In the globalized world where everything’s a commodity, we’ve gotten used to being told the world is just a giant conglomeration of products and consumers, but I’d never seen security commodified like this before. It’s a dangerously false concept.
What does “exporter of security” mean? You can export security equipment (aka weapons or intelligence hardware), but security? This is the dictionary definition of security:
So if security is the absense of threats and danger, how do you export it? If “security” pertains to a situation in a certain State how can it be shipped off to another country and context?
Even more baffling, how did Colombia get to be an “exporter of security”? Does that mean it somehow has produced a surplus of security that it can now export?
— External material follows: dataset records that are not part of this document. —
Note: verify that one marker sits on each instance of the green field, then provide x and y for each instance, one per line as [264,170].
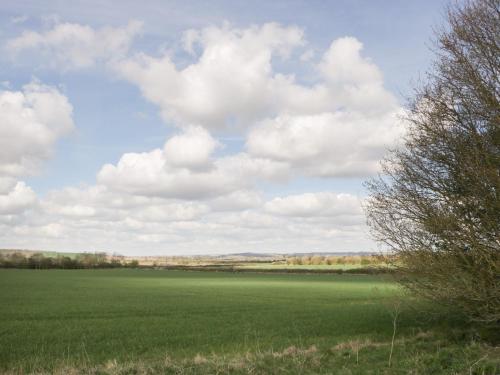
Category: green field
[55,318]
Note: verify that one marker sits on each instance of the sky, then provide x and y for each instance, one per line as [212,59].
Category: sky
[194,127]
Last time I checked, Colombia had active organizations officially listed as “terrorist” operating within its borders (on both the left and the right). In January of this year, paramilitary organization called Los Urabeños paralyzed five departments in an “armed strike” just to show they could. Paramilitary forces were found to control 30% of the National Senate. Some five million people have been displaced from their homes and communities by violent conflict and the country has the second-highest number of landmine victims in the world. While a declining homicide rate is laudable, this just doesn’t like a surplus of security.
Or, following the trade logic set up by the Obama team, maybe it’s that Colombia has a comparative advantage in security. A comparative advantage in security would have to mean that a nation had few threats and a high level of public safety (see above definition).
Again, not the case with Colombia. The country still suffers from a longstanding internal conflict, and is home to violent drug cartels and unscrupulous land-grabbers.
When we add Sherman’s qualifier of “net exporter of security”, the concept gets even more semantically unbelievable. A “net exporter” means that the amount of exports are greater than the amount of imports. So Colombia exports more security than it imports? What does this security look like as it’s being shipped around? Sherman’s additional qualifier of Colombia as a “net exporter of security far beyond its borders” is just compounded silliness—you can’t export within your borders.
Safety is a consequence of preventing and eliminating threats, not importing and exporting some abstract entity called “security.”
The safety of a state or organization against criminal activity such as terrorism, theft, or espionage: "national security."